第二章
傅時序臉上的笑容僵住,隨即皺了皺眉,不耐煩地解釋。
“你知不知道自己在說甚麼?”
“不就是發了個視頻嗎?我們都戴了面具,沒人知道里面的人是誰。”
“你沒看到下面的評論嗎?都是誇你身材好、叫得好聽的。”
江輕語只是起身,沉默地將衣服一件件穿上。
傅時序看着她眉心的冷,心口泛起一抹燥意。
“江輕語,你別忘了,這些年都是我在養着你!”
“和我離了婚,你甚麼都不是,以後可就沒這樣的好日子過了!”
江輕語攥了攥掌心,只是平靜看向他:
“現在有空嗎?”
傅時序嘴脣張了張,最後一咬牙,賭氣:
“行啊,離婚,我隨時有空!”
他臉色難看地起身,隨便套了件衣服,大步朝外走去。
兩人一路到了民政局。
工作人員問及離婚理由,傅時序嘲諷地看向江輕語:
“這怎麼說,你要告訴人家,你因爲開不起玩笑鬧離婚?”
江輕語看着工作人員輕聲道:
“感情破裂。”
傅時序臉色頓時難看到了極點。
他輕哧了一聲,隨即唰唰簽下了自己的名字。
將筆扔下,他居高臨下地看着她。
“等你甚麼時候冷靜了,腦子裏的水倒乾淨了,再自己跑過來撤銷離婚申請。”
“我可沒空總陪你胡鬧!”
說完,他直接大步匆匆離去。
工作人員皺着眉頭,同情地看向江輕語。
江輕語只是垂眸,一筆一畫寫下自己的名字,而後將表格遞給工作人員。
“麻煩了。”
她提着包出了民政局,門口早已沒了傅時序的身影。
恍惚間,她想起兩人在一起後,第一次吵架。
他年輕氣盛,頂着大暴雨賭氣跑了出去。
她追出去找他時,摔了一跤,腿上劃了一條長長的口子。
傅時序其實跑出去時就後悔了,買了她愛喫的小蛋糕回來。
看見她腿上的傷口後,懊惱愧疚的當時就紅了眼眶,發誓再也不會丟下她。
此刻,看着空空蕩蕩的民政局門口。
江輕語扯了扯嘴角,有些諾言,大概只有聽的人會當真。
傅時序從民政局離開後,就沒有再回家。
不回消息、不打電話,生活一如往常,好像他們之間沒吵過。
時間久了,她情緒過了,事情就被這麼輕飄飄揭過。
這是自從林朝朝出現後,他越來越熟練的,用來對付江輕語的辦法。
如果是從前,江輕語一定會揪着一顆心,捨不得他工作勞累之餘,還要因爲和她吵架而憋悶,會配合着裝傻。

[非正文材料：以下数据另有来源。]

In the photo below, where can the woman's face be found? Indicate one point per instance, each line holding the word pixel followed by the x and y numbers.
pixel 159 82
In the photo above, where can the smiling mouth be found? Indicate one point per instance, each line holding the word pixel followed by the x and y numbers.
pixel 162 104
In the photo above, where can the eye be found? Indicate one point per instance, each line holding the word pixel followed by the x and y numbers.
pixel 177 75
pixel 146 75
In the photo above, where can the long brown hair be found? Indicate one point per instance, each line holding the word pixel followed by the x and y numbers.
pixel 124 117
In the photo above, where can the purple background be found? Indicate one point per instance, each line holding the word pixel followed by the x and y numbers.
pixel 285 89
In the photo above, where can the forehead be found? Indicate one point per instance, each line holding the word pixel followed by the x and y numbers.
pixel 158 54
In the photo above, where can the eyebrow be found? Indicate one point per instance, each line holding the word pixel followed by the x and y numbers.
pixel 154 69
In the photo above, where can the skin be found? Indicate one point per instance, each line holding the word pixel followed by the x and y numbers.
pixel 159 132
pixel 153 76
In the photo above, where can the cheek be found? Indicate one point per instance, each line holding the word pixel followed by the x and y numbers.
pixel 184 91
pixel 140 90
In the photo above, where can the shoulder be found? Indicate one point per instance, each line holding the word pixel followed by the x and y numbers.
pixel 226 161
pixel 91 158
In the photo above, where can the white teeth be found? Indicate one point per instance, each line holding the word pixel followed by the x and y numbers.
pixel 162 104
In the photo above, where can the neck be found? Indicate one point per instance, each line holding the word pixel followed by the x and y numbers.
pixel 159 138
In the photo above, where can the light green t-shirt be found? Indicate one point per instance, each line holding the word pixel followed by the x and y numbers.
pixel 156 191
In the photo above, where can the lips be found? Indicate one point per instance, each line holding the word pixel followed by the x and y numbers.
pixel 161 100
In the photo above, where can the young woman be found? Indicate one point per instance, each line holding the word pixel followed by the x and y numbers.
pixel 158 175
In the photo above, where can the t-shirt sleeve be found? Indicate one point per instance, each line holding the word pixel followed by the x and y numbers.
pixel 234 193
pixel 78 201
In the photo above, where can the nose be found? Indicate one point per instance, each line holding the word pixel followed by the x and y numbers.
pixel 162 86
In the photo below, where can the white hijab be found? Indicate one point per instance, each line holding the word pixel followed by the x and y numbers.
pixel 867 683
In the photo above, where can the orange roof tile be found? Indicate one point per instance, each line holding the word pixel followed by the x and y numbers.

也許,正是因爲她總是太過心疼他,一退再退,才讓他覺得她早已沒了底線,可以肆意踐踏。
這次,她不想再退了。
傅時序直到三天後,纔回了家,手裏捧了束鮮花。
可惜,就連賠罪的話都選的敷衍,帶的是林朝朝喜歡的紅玫瑰。
他還帶上了林朝朝。
林朝朝抬起手肘捅了捅傅時序,擠眉弄眼地示意。
傅時序有些不情願地上前:
“行了,這次玩笑是開得過了些,我帶朝朝過來,給你道個歉。”
林朝朝在旁邊連忙道:
“是啊夫人,你和傅總鬧離婚,他這幾天在公司一直很不開心。都怪我,我不該拉着傅總和我打賭。”
“我和你道歉,對不起!對不起!對不起!可以了嗎?”
林朝朝笑嘻嘻地看着江輕語,說着道歉的話,那雙眼睛裏卻只有笑意,不見半分歉意。
兩人輕描淡寫,將江輕語架得高高的,彷彿她再計較,就是她小氣。
傅時序也適時地將花遞向江輕語,聲音裏帶着敷衍:
“行了,朝朝給你道歉,我也給你帶花了,你鬧脾氣也該有個限度。你乖一點,明天自己去把離婚申請撤銷了。”
自始至終,他都沒有將她提出的離婚當作一回事。
江輕語抬眸看向傅時序,她沒有去接他手裏的花束,而是平靜地道:
“我最討厭紅玫瑰。”
因爲她20歲時,不小心跌進過玫瑰花叢,被扎得渾身都是刺。
傅時序曾經紅着眼一根一根給她將刺挑出來,說永遠也不會送她玫瑰花。
傅時序神色一變,也想起了往事。
但他又不想輕易認錯,皺着眉道:
“不就是一束花嗎?也這麼計較?”
江輕語沒再糾纏,直接轉過身去,繼續吩咐傭人。
“這些都不要了,丟了吧。”
從民政局回來後,這幾天她一直都在清理舊物。
和傅時序在一起太久,光是這些年傅時序送她的禮物,就堆滿了一間屋子。
每一件禮物,都承載着他們之間走過的酸甜苦辣的回憶。
也見證了他們之間面目全非的感情。
此刻統統被堆在一旁,成了一堆廢棄物。
傅時序的視線從滿地狼藉掃過,轉瞬便認出了這些都是他送的。
他捏着花束的手不由收緊,聲音也徹底冷了下來。
“江輕語,我再給你一次機會,收下這束花,就此和好,你收不收?”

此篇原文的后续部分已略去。